Results from a new mouse study by researchers from the NYU Grossman School of Medicine and the University of Szeged demonstrate that restoring certain signals in a brain region that processes smells countered depression.

The findings are published in Neuron in an article titled, “Reinstating olfactory bulb-derived limbic gamma oscillations alleviates depression-like behavioral deficits in rodents.”

“Although the etiology of major depressive disorder remains poorly understood, reduced gamma oscillations is an emerging biomarker,” wrote the researchers. “Olfactory bulbectomy, an established model of depression that reduces limbic gamma oscillations, suffers from nonspecific effects of structural damage. Here, we show that transient functional suppression of olfactory bulb neurons or their piriform cortex efferents decreased gamma oscillation power in limbic areas and induced depression-like behaviors in rodents.”

Researchers in recent years discovered that effective communication between brain regions requires groups of neurons to synchronize their activity patterns in oscillations of joint silence followed by joint activity. One such rhythm, called “gamma,” is an important timing pattern for the encoding of complex information.

Depression is reflected in gamma oscillation changes, according to past studies, as an electrophysiological marker of the disease in brain regions that manage the sense of smell, which have also been tied to emotions. These regions include the olfactory bulb adjacent to the nasal cavity, which is thought to be a source and “conductor” of brain-wide gamma oscillations.

In the current study, the researchers stopped the function of the bulb and observed an increase in depression-like behaviors in mice. They then reversed these behaviors using a device that boosted gamma signals of the brain at their natural pace.

“Our experiments revealed a mechanistic link between deficient gamma activity and behavioral decline in mice and rat models of depression, with the signal changes in the olfactory and connected limbic systems similar to those seen in depressed patients,” said corresponding study author Antal Berényi, MD, PhD, adjunct assistant professor in the department of neuroscience and physiology at NYU Langone Health. “This work demonstrates the power of gamma-enhancement as a potential approach for countering depression and anxiety in cases where available medications are not effective.”

Removal of the bulb represents an older animal model for the study of major depression, but the process causes structural damage. The current research team designed a reversible method to avert damage, starting with a single, engineered strand of DNA encapsulated in a harmless virus, which when injected into neurons in the olfactory bulbs of rodents caused the cells to build certain protein receptors on their surfaces.

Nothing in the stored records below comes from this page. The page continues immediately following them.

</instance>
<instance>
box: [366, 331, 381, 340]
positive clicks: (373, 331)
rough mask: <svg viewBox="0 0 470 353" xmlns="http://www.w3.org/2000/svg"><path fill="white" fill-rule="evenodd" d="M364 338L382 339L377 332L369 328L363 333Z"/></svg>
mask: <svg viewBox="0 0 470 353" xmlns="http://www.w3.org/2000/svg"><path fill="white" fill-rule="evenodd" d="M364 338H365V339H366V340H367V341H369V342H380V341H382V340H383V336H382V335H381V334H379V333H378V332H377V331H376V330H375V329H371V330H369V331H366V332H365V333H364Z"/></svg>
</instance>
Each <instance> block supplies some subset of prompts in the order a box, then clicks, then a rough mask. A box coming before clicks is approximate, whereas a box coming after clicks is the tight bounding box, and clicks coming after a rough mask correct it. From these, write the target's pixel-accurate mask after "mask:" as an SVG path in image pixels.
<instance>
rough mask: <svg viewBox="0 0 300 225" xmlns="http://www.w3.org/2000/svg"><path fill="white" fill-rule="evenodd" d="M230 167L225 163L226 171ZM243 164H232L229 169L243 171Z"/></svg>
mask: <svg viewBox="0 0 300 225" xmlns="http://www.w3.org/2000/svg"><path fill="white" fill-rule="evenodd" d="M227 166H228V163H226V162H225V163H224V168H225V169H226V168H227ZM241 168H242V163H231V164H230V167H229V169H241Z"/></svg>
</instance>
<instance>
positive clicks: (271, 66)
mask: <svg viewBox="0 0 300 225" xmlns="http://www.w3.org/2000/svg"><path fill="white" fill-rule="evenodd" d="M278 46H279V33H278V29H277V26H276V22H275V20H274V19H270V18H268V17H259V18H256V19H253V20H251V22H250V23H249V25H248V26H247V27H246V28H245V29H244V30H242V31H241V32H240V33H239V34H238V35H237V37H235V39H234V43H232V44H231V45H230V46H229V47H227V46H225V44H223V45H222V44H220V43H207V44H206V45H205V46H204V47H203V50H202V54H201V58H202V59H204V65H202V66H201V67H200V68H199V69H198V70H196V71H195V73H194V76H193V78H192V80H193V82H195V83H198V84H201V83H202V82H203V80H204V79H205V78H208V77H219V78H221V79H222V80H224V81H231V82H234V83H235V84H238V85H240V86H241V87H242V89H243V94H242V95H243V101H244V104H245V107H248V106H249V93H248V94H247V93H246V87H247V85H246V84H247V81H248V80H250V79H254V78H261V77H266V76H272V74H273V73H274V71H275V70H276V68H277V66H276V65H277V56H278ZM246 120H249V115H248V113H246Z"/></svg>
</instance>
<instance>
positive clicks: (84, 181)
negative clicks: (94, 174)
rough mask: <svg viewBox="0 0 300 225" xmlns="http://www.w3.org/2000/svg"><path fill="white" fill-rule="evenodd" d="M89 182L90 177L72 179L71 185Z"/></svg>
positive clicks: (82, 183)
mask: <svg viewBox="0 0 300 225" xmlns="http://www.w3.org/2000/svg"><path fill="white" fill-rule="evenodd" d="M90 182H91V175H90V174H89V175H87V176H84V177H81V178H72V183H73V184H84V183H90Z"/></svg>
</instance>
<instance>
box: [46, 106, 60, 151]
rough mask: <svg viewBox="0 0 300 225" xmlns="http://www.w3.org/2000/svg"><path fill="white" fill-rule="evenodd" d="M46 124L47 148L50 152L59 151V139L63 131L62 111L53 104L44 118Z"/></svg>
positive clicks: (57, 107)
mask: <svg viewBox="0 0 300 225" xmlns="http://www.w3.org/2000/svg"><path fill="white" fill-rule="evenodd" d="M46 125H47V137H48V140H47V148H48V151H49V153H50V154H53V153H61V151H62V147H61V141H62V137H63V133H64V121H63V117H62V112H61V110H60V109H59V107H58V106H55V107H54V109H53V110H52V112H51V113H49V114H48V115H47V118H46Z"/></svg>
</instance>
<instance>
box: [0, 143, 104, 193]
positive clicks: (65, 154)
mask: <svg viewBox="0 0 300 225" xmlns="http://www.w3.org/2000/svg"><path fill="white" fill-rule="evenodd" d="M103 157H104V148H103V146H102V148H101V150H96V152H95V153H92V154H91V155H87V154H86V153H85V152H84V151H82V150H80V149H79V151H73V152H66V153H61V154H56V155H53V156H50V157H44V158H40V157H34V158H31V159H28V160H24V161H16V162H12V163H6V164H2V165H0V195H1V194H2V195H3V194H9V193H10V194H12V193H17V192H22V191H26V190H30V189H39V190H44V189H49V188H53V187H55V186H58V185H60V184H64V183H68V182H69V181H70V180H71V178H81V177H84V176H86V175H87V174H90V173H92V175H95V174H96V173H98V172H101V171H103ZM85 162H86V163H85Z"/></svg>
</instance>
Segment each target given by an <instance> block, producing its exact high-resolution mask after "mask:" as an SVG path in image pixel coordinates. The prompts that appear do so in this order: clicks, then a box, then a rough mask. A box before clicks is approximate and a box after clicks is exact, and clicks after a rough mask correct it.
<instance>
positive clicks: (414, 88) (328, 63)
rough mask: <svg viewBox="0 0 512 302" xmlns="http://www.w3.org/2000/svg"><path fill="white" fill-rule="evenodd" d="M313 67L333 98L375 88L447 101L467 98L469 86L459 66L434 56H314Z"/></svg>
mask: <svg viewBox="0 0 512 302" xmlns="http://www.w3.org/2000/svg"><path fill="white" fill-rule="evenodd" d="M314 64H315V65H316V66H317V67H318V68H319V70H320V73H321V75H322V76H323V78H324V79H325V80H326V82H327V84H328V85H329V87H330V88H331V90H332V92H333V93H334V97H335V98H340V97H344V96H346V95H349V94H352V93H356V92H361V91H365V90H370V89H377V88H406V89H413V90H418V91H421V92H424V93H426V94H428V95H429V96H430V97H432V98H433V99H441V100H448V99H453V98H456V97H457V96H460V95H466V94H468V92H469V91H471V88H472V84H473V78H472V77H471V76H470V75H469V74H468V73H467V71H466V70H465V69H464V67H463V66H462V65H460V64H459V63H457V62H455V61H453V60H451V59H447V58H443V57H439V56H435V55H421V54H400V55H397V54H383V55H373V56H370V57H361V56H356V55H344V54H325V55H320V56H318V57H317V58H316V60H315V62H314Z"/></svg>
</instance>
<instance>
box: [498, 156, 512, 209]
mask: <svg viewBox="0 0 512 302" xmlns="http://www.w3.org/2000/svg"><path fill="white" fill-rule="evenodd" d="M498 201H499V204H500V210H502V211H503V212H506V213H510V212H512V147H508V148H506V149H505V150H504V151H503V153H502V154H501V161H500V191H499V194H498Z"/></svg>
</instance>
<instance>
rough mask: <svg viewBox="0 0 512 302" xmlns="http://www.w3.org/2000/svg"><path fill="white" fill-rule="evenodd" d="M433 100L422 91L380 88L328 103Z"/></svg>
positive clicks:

This allowed the researchers to inject the rodents with a drug, which spread system-wide, but only shut down the neurons in the bulb that had been engineered to have the designed drug-sensitive receptors. These tests revealed that chronic suppression of olfactory bulb signals, including gamma, not only induced depressive behaviors during the intervention, but for days afterward.

“Interfering with these endogenous rhythms can affect behaviors in rodent models of depression, suggesting that restoring gamma oscillations may alleviate depressive symptoms,” concluded the researchers.

“No one yet knows how the firing patterns of gamma waves are converted into emotions,” explained senior study author György Buzsáki, MD, PhD, the Biggs professor in the department of neuroscience and physiology at NYU Langone Health and a faculty member in its Neuroscience Institute. “Moving forward, we will be working to better understand this link in the bulb, and in the regions it connects to, as behavior changes.”